Era expressivo quando queria, era amável quando queria e conseguia sempre o que queria,, embora nem sempre soubesse verdadeiramente o que na realidade era.
Estava absorto no comboio, da mesma forma como estava noutro comboio, há algumas horas atrás, talvez setenta e duas horas atrás, talvez umas semanas atrás. Os dias pareciam-lhe todos iguais, todos eles passados a fugir da rotina, o mais rápido que podia, embora, na realidade, não sabendo sempre porque.
As pessoas pareciam-lhe todas iguais, todas entrando na carruagem de modo assertivo, todas fugindo do lugar com os olhos, todas elas pessoas de passagem, sem grande motivo de interesse. Até mesmo quando alguém o abordava, querendo um broche ou uma queca, querendo quebrar a solidão ou partilhar uma garrafinha de vinho, lhe pareciam iguais. E por isso, sentia, indiferentes.

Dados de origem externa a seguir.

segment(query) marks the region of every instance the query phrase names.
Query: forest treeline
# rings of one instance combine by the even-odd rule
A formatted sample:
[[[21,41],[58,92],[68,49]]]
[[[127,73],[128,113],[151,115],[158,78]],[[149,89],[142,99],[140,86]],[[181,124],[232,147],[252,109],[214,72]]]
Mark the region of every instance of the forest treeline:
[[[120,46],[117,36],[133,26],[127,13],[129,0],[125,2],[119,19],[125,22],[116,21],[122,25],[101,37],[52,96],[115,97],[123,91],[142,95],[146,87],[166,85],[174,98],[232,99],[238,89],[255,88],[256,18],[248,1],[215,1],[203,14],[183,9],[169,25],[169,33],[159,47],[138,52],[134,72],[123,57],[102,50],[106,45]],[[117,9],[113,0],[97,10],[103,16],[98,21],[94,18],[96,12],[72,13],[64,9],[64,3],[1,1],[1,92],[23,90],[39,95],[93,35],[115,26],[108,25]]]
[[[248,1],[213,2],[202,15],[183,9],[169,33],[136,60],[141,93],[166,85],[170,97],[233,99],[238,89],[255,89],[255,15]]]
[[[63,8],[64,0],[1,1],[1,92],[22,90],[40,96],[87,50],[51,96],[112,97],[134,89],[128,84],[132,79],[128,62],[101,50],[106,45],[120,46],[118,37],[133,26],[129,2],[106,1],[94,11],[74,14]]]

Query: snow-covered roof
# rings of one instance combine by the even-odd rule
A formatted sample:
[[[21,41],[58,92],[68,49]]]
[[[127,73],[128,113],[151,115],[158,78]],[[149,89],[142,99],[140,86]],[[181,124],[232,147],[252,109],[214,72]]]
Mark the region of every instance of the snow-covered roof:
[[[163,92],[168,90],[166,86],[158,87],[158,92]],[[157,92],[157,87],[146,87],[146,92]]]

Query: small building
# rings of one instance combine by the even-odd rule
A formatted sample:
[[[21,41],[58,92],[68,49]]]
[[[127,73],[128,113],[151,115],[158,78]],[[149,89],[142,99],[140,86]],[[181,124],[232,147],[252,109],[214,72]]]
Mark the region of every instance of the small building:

Aprendera, desde pequeno, a mostrar que comunicava bem melhor com um instrumento nas mãos. Nessas alturas, mesmo na saída das estações de comboios mais movimentadas do mundo, sempre fora capaz de tocar as almas de dois ou mais transeuntes. Tornar as pessoas indiferentes mais sensíveis, mais fragilizadas, menos certas de que aquilo que viviam era, na verdade, viver.
(continua na próxima viagem)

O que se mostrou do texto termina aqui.